# M.T. Coffin's Ghost Theater



## Zombie-F (Apr 12, 2004)

While not necessarily a haunt or a display, per se, M.T. Coffin's Ghost Theater in Plymouth, MA is a spooky good time. At its heart it's just ghost stories told in a dimly lit room, but it's the storyteller, Mistress Theresa Coffin, that makes the show work so beautifully.

When you're admitted in, you are seated in a parlor adorned with all types of oddities from old lamps, weird paintings, and intricately designed carpets. After a brief introduction, the lights dim and a black-veiled woman floats into the room and starts telling tales of people who died before their times and who return to walk the earth as spirits. It turns out, most of the antiquities in the room are haunted items... pieces that have ghost stories associated with them. M.T. Coffin is a collector of haunted antiquity.

After a few spooky tales, you are then encouraged to join M.T. Coffin in the basement for a few tales in total darkness. The atmosphere down there is chilling to the bone, and M.T. Coffin glides about the room often times startling patrons as she (seemingly) materializes just next to your ear to personally tell you a small bit of the story.

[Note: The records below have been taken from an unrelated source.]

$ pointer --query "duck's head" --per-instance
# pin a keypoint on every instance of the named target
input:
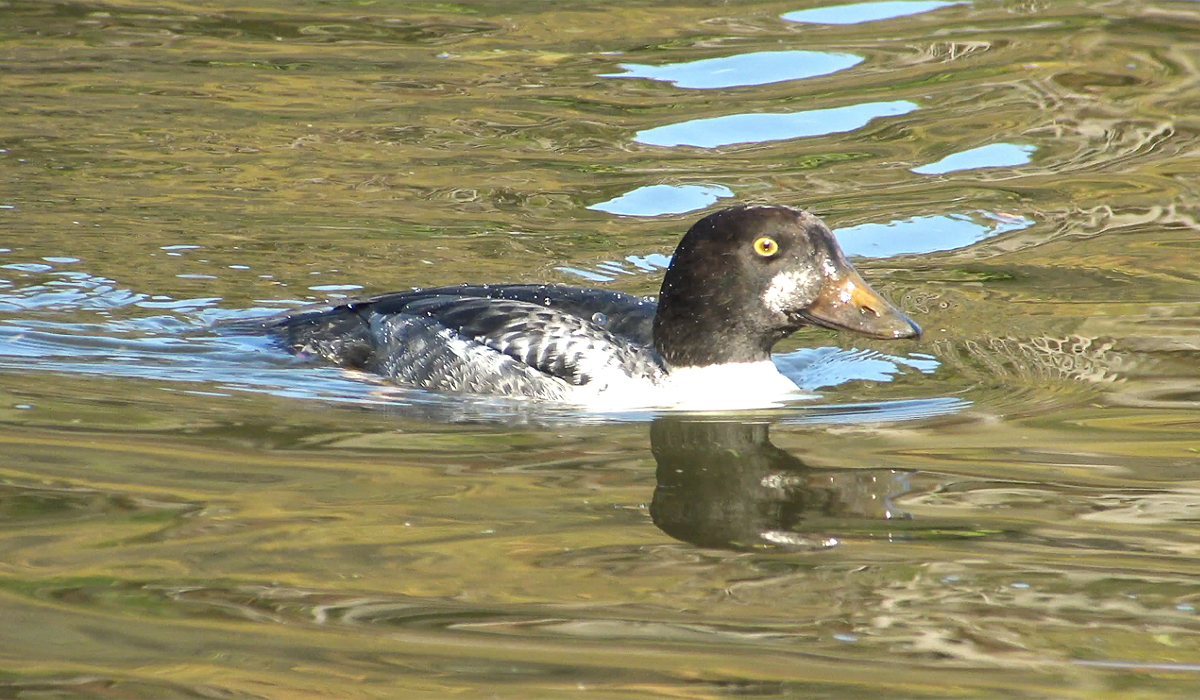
(745, 277)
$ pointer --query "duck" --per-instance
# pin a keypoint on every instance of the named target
(739, 281)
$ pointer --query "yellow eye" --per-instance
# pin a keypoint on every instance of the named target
(766, 246)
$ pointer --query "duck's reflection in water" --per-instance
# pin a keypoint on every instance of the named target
(725, 485)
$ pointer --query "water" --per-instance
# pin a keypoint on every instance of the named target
(1003, 509)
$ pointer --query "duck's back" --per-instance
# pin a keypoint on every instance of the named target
(540, 341)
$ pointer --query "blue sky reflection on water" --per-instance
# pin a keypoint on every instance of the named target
(997, 155)
(861, 12)
(925, 234)
(761, 127)
(753, 69)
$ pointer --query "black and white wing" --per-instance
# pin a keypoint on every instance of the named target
(516, 341)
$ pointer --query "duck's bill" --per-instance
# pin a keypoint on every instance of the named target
(847, 303)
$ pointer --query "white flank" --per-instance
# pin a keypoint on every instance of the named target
(731, 387)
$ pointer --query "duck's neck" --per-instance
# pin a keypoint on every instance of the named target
(695, 328)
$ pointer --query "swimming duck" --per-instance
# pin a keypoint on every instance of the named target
(739, 281)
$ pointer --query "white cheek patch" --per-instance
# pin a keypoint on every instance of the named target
(785, 288)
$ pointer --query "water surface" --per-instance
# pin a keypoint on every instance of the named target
(1002, 509)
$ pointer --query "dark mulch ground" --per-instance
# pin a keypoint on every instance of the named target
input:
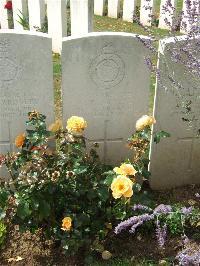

It's a great time, and I think I ought to get the gang together for another trip up there this year. If I didn't run my yard display, I'd try to book a show for Halloween night, as she tells her scariest tales on that night.

Anyone else have anything similar near them?


----------



## The Shape (Apr 14, 2004)

I whole-heartedly agree... that was a great time. Maybe we can all get together sometime this summer and check one out.


----------



## MacCionoadha Bean Sidhe (Jul 10, 2006)

MT Coffin's Ghost Theater no longer exists. I believe it was last year, that it closed shop. I don't know why or if she just relocated. Her website address no longer exists, too. I miss it. I went there every year; to listen to her stories. She did a wonderful Christmas presentation of 'A Christmas Carol'.


----------



## Zombie-F (Apr 12, 2004)

MacCionoadha Bean Sidhe said:


> MT Coffin's Ghost Theater no longer exists. I believe it was last year, that it closed shop. I don't know why or if she just relocated. Her website address no longer exists, too. I miss it. I went there every year; to listen to her stories. She did a wonderful Christmas presentation of 'A Christmas Carol'.


That's too bad. I really had fun there. I remember them saying that they had set up shop in various parts of the country over the years, so maybe she just moved on to another region if the business in this area dried up.


----------